If your family emigrated before 1920, they left from the old, larger Hungary—so their village, though “Hungarian” in their memory, may have been in what is now any of these countries for over a century.
Place names changed too
When territory changed hands, villages were given names in the new country’s language, and the Hungarian name fell out of official use. The same place may have a Hungarian name, a German name, and a Romanian, Slovak, Serbian or Ukrainian name. A few well-known examples show the pattern: Kolozsvár is now Cluj-Napoca (Romania); Pozsony is Bratislava (Slovakia); Kassa is Košice (Slovakia); Szabadka is Subotica (Serbia); Ungvár is Uzhhorod (Ukraine). To find your village in modern maps and archives, you usually need its current name.
Locating the village tells you which archive holds its records. Once you know the country and modern name, head to the records hub and the FamilySearch guide.
The tools to locate your village
Several resources make this detective work manageable:
- Historic gazetteers — the Magyarország helységnévtára (gazetteer of Hungary), especially the 1913 edition, lists every settlement of the historic Kingdom with its county and district, and is the standard tool for placing a village in the old administrative system.
- Place-name databases — tools that map old Hungarian names to modern successor-state names, so you can move from Kolozsvár to Cluj-Napoca and back.
- The old county (megye) system — knowing your village’s historic county helps confirm its identity, since several villages may share a name.
- Maps — historic and modern maps (many free on Hungaricana and elsewhere) to pinpoint the location and its surroundings.
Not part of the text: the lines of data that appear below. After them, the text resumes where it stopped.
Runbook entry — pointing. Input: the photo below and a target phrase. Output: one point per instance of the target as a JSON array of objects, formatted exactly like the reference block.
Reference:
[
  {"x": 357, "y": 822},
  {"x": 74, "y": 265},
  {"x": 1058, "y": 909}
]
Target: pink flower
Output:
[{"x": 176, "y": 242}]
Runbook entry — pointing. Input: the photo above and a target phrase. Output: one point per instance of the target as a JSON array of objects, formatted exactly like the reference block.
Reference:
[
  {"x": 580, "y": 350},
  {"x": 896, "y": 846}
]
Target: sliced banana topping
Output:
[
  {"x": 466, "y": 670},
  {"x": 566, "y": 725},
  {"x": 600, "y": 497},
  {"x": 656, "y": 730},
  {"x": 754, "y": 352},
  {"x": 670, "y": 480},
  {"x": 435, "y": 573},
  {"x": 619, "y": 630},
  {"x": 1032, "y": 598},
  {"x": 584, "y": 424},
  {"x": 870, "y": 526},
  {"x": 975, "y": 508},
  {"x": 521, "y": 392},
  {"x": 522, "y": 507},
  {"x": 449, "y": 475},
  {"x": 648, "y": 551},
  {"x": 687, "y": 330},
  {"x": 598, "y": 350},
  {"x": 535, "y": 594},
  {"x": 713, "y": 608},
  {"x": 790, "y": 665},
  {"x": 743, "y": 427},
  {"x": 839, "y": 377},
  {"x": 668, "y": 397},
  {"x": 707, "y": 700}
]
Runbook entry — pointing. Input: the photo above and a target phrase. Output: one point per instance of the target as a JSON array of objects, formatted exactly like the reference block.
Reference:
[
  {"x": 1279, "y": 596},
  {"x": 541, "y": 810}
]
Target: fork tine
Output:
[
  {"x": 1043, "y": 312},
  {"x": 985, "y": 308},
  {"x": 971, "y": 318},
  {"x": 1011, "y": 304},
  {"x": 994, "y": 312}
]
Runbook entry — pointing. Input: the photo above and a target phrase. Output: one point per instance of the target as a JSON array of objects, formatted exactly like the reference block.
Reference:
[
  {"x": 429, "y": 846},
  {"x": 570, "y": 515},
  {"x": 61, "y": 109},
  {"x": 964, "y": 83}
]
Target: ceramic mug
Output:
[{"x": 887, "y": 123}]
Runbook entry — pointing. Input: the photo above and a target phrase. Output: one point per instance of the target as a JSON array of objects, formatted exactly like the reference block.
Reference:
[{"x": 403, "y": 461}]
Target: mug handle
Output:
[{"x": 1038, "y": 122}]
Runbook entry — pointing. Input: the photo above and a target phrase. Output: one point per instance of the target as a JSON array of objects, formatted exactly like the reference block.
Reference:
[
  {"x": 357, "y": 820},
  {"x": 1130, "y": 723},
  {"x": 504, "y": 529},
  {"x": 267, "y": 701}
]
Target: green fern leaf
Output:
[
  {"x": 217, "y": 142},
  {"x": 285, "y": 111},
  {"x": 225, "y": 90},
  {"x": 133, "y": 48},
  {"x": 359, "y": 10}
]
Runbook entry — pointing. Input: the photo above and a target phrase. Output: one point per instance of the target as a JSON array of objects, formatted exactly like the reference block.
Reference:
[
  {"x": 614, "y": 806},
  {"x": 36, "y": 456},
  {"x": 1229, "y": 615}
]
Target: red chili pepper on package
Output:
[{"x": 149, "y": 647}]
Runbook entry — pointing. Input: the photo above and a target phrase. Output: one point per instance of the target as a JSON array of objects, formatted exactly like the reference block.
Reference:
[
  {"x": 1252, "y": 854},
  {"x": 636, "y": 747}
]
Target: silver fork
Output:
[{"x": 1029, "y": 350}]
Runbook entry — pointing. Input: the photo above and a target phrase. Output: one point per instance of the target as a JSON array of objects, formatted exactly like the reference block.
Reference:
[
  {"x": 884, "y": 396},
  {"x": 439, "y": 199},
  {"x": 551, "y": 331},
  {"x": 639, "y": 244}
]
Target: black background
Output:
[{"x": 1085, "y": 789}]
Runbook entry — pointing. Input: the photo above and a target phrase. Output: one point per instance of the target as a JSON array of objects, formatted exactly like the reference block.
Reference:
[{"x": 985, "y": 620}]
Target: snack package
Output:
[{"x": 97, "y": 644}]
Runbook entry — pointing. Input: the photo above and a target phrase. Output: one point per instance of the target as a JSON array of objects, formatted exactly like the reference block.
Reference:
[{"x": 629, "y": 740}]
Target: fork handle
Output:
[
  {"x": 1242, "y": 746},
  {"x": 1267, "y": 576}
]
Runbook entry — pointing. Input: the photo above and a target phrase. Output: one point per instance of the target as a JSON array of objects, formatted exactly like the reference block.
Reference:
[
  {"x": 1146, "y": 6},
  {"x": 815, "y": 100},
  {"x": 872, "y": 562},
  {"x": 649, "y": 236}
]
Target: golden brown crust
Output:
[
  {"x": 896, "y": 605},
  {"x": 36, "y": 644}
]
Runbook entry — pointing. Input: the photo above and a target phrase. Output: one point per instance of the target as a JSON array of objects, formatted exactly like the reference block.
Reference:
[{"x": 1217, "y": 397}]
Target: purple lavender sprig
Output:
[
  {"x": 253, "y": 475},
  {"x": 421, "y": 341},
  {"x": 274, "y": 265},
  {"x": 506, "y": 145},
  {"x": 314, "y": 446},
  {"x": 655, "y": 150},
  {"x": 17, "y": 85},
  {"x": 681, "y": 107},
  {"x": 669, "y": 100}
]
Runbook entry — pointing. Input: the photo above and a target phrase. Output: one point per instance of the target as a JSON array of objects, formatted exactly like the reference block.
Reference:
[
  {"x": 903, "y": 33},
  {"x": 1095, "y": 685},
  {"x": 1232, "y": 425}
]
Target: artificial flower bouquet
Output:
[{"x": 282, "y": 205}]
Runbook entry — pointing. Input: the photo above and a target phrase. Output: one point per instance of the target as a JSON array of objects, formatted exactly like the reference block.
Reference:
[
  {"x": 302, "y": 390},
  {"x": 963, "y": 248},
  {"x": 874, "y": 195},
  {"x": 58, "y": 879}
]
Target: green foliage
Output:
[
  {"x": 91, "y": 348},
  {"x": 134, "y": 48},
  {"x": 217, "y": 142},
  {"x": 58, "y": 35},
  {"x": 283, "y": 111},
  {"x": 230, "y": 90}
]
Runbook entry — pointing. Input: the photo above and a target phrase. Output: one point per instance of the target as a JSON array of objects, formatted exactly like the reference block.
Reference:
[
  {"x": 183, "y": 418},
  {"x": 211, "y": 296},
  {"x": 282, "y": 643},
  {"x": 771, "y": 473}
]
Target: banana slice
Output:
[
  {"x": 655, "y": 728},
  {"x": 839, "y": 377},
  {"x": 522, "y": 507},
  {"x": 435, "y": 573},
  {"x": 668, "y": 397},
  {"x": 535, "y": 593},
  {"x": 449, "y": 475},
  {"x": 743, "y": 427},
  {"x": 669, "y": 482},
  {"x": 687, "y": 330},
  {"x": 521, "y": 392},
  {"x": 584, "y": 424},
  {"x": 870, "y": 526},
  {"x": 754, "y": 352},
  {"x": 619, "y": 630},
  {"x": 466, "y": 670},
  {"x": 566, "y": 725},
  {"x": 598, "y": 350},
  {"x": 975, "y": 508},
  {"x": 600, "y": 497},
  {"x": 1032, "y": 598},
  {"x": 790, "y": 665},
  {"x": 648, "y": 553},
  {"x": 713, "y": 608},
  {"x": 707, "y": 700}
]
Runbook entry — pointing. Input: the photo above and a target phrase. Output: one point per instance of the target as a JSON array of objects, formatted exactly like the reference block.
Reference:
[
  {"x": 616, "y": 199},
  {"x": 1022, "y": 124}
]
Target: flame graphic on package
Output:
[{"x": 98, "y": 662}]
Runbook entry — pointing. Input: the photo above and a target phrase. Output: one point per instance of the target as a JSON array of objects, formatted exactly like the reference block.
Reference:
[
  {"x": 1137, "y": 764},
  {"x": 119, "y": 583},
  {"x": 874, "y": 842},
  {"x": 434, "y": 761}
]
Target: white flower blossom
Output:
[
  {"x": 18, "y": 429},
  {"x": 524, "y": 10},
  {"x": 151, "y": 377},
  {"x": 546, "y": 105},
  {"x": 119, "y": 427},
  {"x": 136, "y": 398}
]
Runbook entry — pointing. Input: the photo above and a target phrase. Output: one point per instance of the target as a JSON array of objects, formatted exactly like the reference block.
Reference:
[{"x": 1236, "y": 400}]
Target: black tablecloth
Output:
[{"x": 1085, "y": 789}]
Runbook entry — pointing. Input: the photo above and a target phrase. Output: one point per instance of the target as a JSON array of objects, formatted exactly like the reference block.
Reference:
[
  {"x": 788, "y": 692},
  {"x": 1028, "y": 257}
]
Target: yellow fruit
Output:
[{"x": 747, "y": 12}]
Why this step is essential
Locating your village across the borders is not a formality—it determines where the records are. A village now in Slovakia may have its civil records in a Slovak archive and its church records filmed by FamilySearch; one now in Romania may require approaching a Romanian county archive. Knowing the modern country and name tells you which catalogue to search and which archive to contact, and it lets you find the place on a map for a future heritage trip. Get this step right, and the records—wherever they now reside—come within reach.
Working with historic gazetteers
The single most useful tool for placing a Hungarian village is a historic gazetteer, above all the Magyarország helységnévtára—the gazetteer of the Kingdom of Hungary—in editions such as that of 1913, just before the borders changed. A gazetteer lists every settlement with its county (vármegye) and district, often noting the parishes and the religions present, which helps you confirm a village’s identity, distinguish it from same-named places, and learn which denominations kept registers there. Starting from the gazetteer entry, you can then trace the village forward to its modern name and country.
This matters because Hungary had—and the historic Kingdom certainly had—many villages sharing a name. Knowing the historic county is often what lets you tell them apart, and the county also tells you which successor state most likely holds the records today, since the 1920 partition followed broad regional lines. A village name alone can mislead; a village name plus its county is usually enough to pin down the exact place and its modern location.
From old name to modern archive
Once you have established the modern country and name, you know where to look. For many villages the records were filmed by FamilySearch and are viewable regardless of the modern border, which is the most convenient route. Where they were not, the relevant successor-state archive—a Romanian county archive, a Slovak state archive, and so on—becomes your target, each with its own access rules and, increasingly, its own digitisation projects. Either way, the chain is the same: old Hungarian name, to county, to modern name and country, to the archive or film that holds the records. Master that chain and the changed borders become a navigable puzzle rather than a dead end.